The Dojo has died.
Again.
If it gets back up I`m going to have stake it down.
But The Dojo lives on. The Dojo created modern magic. The Dojo transformed Magic from a game that you played with the three people who you started playing with and turned it into a game with a global community. I`ve had the opportunity, in my life, to travel the world (both with the Pro Tour and on personal trips) and play Magic in cool places and make lots of new friends who, without an international Magic community, I would never have known from Adam, or occasionally from Eve.
The Dojo wasn`t just the netdeck home, it was the rogue home. Without The Dojo there would be nobody like Kai Budde or Jon Finkel and people would still be playing with Mesa Pegasus in white weenie decks. But without The Dojo there would be nobody like Jamie Wakefield or Anthony Alongi, and we`d have all stopped playing Magic four years ago because it would have been boring. Pro, wannabe Pro, Scrub, even the lowly wannabe Scrub - The Dojo served all with equal time and space to say what they wanted to say.
The Dojo Is Dead...
Long Live The Dojo!
Because The Dojo is not dead, like a Salmon that has fought upstream to reach it`s birthpoint it can now lay down to die in peace, safe in the knowledge that it`s job has been done. It`s children will carry the job forwards, and they are many and they are strong: Starcity, NewWave, Meridian, Mindripper, CPA, CCGPrime, Neutral Ground, Brainburst, Yavapai, and no doubt a great many others too legion to mention (such as Team Legion).
thedojo.com is dead, but The Dojo lives on.
We should be thankful that the immense Dojo archives will remain accessible for there is the very history of our hobby, written by the people who made it as it happened. If you`ve never used them, then I suggest you do so because there is everything in there you could possibly want. The Dojo archives will teach you how to play Magic, they will teach you how to build decks, they will teach you how to write articles about small plastic dinosaurs and even smaller dogs.
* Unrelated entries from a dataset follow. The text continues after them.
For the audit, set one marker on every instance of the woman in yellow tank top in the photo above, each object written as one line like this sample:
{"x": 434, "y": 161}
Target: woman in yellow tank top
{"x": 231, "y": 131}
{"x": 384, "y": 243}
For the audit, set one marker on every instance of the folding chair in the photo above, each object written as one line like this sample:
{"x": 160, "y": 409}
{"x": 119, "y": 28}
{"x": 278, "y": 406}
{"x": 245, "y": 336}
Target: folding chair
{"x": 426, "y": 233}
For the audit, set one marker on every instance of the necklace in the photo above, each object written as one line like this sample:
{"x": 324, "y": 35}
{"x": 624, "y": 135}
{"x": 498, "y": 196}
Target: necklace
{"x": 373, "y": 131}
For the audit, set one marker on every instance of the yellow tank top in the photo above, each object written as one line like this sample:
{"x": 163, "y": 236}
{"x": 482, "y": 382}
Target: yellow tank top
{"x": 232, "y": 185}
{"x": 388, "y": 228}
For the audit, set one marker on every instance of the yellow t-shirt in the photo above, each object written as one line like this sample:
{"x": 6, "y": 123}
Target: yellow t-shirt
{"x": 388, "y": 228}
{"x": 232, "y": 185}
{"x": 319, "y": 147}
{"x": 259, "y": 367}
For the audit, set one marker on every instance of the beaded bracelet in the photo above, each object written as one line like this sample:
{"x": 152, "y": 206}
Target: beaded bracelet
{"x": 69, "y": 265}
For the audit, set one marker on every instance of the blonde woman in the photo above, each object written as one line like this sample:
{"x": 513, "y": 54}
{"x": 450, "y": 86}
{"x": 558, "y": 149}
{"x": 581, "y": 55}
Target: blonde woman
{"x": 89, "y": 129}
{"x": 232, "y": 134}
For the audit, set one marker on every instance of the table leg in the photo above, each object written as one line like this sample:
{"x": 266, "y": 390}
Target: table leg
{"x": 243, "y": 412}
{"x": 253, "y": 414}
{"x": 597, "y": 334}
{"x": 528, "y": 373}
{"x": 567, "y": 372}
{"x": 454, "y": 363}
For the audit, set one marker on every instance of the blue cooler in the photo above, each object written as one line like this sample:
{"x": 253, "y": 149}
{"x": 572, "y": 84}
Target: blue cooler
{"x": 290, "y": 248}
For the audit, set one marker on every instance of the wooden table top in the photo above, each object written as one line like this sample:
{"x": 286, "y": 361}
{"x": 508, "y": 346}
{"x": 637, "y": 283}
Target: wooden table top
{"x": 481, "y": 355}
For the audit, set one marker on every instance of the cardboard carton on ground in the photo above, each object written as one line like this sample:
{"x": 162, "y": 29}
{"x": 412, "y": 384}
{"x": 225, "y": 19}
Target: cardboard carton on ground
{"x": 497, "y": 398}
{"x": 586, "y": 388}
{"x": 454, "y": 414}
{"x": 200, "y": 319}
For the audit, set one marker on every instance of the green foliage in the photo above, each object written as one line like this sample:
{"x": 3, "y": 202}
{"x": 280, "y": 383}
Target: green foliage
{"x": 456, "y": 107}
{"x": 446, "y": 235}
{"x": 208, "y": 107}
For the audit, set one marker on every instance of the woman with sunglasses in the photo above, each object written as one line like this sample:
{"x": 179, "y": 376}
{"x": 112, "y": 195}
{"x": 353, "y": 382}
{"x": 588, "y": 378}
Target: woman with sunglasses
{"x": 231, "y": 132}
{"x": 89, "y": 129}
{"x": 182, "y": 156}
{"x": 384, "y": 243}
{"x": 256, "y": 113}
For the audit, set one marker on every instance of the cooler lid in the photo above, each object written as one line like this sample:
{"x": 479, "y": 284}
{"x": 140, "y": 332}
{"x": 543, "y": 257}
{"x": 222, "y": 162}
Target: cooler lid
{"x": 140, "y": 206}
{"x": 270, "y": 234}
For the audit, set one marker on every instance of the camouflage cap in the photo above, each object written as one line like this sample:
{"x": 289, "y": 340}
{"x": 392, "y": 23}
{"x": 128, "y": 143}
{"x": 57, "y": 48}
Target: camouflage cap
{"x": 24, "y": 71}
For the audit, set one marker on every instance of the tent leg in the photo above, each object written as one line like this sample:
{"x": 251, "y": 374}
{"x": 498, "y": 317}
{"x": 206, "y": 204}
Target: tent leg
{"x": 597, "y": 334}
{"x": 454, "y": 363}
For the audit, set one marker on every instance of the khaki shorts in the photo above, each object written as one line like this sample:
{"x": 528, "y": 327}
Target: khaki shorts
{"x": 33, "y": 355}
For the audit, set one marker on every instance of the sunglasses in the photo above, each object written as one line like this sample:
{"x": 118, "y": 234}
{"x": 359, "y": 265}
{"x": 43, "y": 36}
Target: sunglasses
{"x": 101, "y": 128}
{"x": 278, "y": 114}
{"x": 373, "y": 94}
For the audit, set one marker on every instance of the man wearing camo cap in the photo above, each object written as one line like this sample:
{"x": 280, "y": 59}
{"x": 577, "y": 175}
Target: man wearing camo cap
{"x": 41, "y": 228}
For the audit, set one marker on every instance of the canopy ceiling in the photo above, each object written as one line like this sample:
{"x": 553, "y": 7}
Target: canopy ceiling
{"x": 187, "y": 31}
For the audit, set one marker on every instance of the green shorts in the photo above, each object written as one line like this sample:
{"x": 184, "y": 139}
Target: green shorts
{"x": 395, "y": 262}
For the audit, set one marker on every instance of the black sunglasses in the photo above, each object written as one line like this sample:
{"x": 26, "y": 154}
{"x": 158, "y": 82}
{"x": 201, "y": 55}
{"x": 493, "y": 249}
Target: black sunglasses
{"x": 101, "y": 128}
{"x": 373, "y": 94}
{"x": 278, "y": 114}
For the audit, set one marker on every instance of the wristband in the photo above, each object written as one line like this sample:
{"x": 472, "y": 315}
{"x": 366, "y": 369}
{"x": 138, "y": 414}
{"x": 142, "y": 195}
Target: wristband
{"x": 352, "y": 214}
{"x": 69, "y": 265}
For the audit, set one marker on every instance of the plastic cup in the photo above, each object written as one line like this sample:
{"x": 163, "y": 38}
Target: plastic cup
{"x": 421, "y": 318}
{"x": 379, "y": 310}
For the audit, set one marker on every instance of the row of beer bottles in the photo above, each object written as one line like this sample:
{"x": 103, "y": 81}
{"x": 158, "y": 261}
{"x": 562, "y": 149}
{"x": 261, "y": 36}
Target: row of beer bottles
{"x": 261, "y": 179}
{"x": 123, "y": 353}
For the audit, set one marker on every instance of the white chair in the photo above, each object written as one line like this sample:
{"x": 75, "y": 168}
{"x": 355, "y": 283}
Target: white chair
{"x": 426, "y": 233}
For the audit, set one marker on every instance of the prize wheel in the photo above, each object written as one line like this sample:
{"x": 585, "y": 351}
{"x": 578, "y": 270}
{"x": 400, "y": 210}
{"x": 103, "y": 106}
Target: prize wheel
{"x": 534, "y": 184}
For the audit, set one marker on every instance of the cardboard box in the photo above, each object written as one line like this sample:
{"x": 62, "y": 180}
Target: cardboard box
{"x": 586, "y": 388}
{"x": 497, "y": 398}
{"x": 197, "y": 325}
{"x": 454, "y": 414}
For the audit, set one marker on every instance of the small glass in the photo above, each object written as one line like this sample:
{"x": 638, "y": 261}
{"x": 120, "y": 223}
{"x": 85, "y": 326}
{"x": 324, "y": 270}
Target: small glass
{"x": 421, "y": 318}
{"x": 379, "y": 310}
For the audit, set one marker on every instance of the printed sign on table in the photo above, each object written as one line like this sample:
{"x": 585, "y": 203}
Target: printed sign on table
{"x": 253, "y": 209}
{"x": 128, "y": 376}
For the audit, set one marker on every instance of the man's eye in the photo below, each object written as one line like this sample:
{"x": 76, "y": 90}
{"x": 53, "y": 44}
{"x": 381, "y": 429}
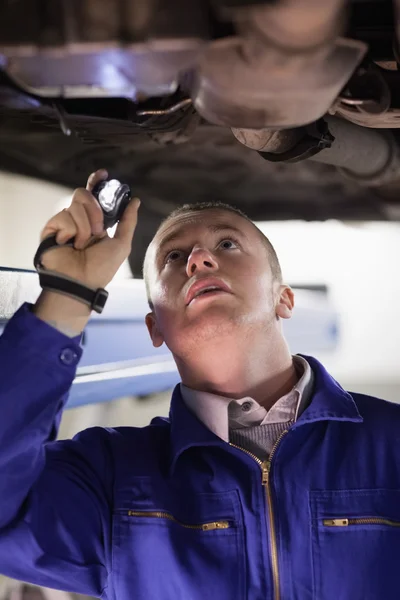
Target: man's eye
{"x": 228, "y": 244}
{"x": 173, "y": 256}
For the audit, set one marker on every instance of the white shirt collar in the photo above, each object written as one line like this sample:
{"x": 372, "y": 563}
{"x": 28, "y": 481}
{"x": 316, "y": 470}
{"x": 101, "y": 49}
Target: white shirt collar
{"x": 219, "y": 414}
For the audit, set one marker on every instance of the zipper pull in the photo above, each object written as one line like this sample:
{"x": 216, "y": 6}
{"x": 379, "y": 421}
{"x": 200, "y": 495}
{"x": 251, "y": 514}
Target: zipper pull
{"x": 266, "y": 467}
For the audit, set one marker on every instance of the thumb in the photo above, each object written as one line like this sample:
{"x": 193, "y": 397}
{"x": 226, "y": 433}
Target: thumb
{"x": 127, "y": 225}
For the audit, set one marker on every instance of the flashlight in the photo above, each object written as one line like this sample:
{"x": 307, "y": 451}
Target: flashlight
{"x": 113, "y": 197}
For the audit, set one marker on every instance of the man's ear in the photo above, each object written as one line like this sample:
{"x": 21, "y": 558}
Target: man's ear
{"x": 285, "y": 304}
{"x": 155, "y": 334}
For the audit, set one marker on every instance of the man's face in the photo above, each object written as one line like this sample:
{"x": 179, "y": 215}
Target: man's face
{"x": 216, "y": 248}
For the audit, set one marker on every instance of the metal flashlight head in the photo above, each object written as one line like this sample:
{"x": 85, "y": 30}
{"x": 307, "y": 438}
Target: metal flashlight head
{"x": 113, "y": 197}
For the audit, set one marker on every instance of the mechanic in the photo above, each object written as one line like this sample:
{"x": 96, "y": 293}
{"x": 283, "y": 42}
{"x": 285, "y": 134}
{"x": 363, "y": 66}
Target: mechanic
{"x": 268, "y": 480}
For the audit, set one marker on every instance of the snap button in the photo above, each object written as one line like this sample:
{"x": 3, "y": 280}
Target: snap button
{"x": 68, "y": 356}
The Dojo was never purely about tournaments. It was about whatever you put into it. But I would feel very strongly about anybody who is gleefully celebrating it`s demise - I feel very sorry for somebody who`s view of reality is so warped by their own petty grievances that they cannot recognise the demise of a truly great institution with a degree of respect.
I feel very sorry that the same gleeful reveller doesn`t actually realise that The Dojo is not dead, but that it has lived a very successful life and achieved goals far beyond those with which Frank Kusumoto must have begun.
Open your eyes. The Dojo built Magic, it singlehandedly created a global community of likeminded people who shared the same interests. The Dojo was a personification of everything which the internet stood for.
"You can`t win, Darth. If you strike me down I will become more powerful than you could possibly imagine."
- Obi Wan Kenobi
As much as I am scared by the concept of a glowing Frank Kusumoto appearing over my shoulder mid-match and whispering "Use the Force Of Will, Luke", I think the above quote sums it up quite nicely. The Dojo fought for the good guys, because it fought for all of us.